The remaining optional arguments are discussed under Other mapping features, below.

Putting together everything discussed so far, a complete mapping that maps the Dublin Core Title and Creator elements to the adl:titles and adl:originators buckets, respectively, is:

from ADL_mapper import *
input()

import ADL_buckets

namespace("M", "http://example.org/myapp/")
namespace("D", "http://purl.org/dc/elements/1.1/")

map("adl:titles",
    "/M:metadata/D:title",
    ("[DC] Title",
     "http://purl.org/dc/elements/1.1/title"))

map("adl:originators",
    "/M:metadata/D:creator",
    ("[DC] Creator",
     "http://purl.org/dc/elements/1.1/creator"))

output()

Given the source metadata record:

<?xml version="1.0"?>
<metadata xmlns="http://example.org/myapp/"
    xmlns:dc="http://purl.org/dc/elements/1.1/">
  <dc:creator>Sarah Bellum</dc:creator>
  <dc:creator>Sandy Beach</dc:creator>
  <dc:title>Neurosurgery for Dummies</dc:title>
</metadata>

the above mapping will produce this ADL bucket view:

<?xml version='1.0'?>
<!DOCTYPE ADL-bucket-report SYSTEM "...">
<ADL-bucket-report>
  <identifier>collection:holding</identifier>
  <bucket name='adl:titles'>
    <textual-value>
      <field name='[DC] Title'
        uri='http://purl.org/dc/elements/1.1/title'/>
      <text>Neurosurgery for Dummies</text>
    </textual-value>
  </bucket>
  <bucket name='adl:originators'>
    <textual-value>
      <field name='[DC] Creator'
        uri='http://purl.org/dc/elements/1.1/creator'/>
      <text>Sarah Bellum</text>
    </textual-value>
    <textual-value>
      <field name='[DC] Creator'
        uri='http://purl.org/dc/elements/1.1/creator'/>
      <text>Sandy Beach</text>
    </textual-value>
  </bucket>
</ADL-bucket-report>

Bucket types

We glossed over an important detail in the previous section: bucket types and the requirements bucket types place on mappings.

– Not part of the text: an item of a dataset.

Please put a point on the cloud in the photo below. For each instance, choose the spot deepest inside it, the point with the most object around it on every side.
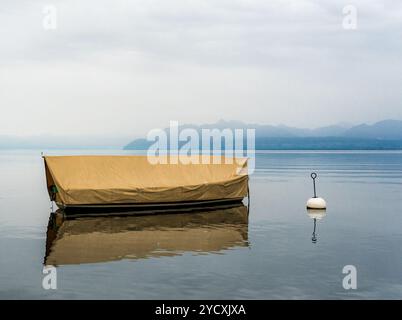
(128, 66)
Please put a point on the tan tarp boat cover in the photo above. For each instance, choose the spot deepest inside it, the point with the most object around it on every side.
(98, 180)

ADL_mapper validates all tuples, and only valid tuples are placed in the output. The bucket type determines what constitutes a valid tuple, and in particular, it determines how many components a tuple may have and the semantics of and any syntactic restrictions on tuple components. Some bucket types, such as the textual type, place little constraint on tuples, but other bucket types, such as the spatial and temporal types, require specific component syntaxes. Thus in creating a mapping, and especially in developing queries and writing filter and converter functions, a good understanding of the bucket type in question is paramount. For background information on bucket types, consult the ADL middleware specifications ADL-bucket-report.dtd and ADL-query.dtd.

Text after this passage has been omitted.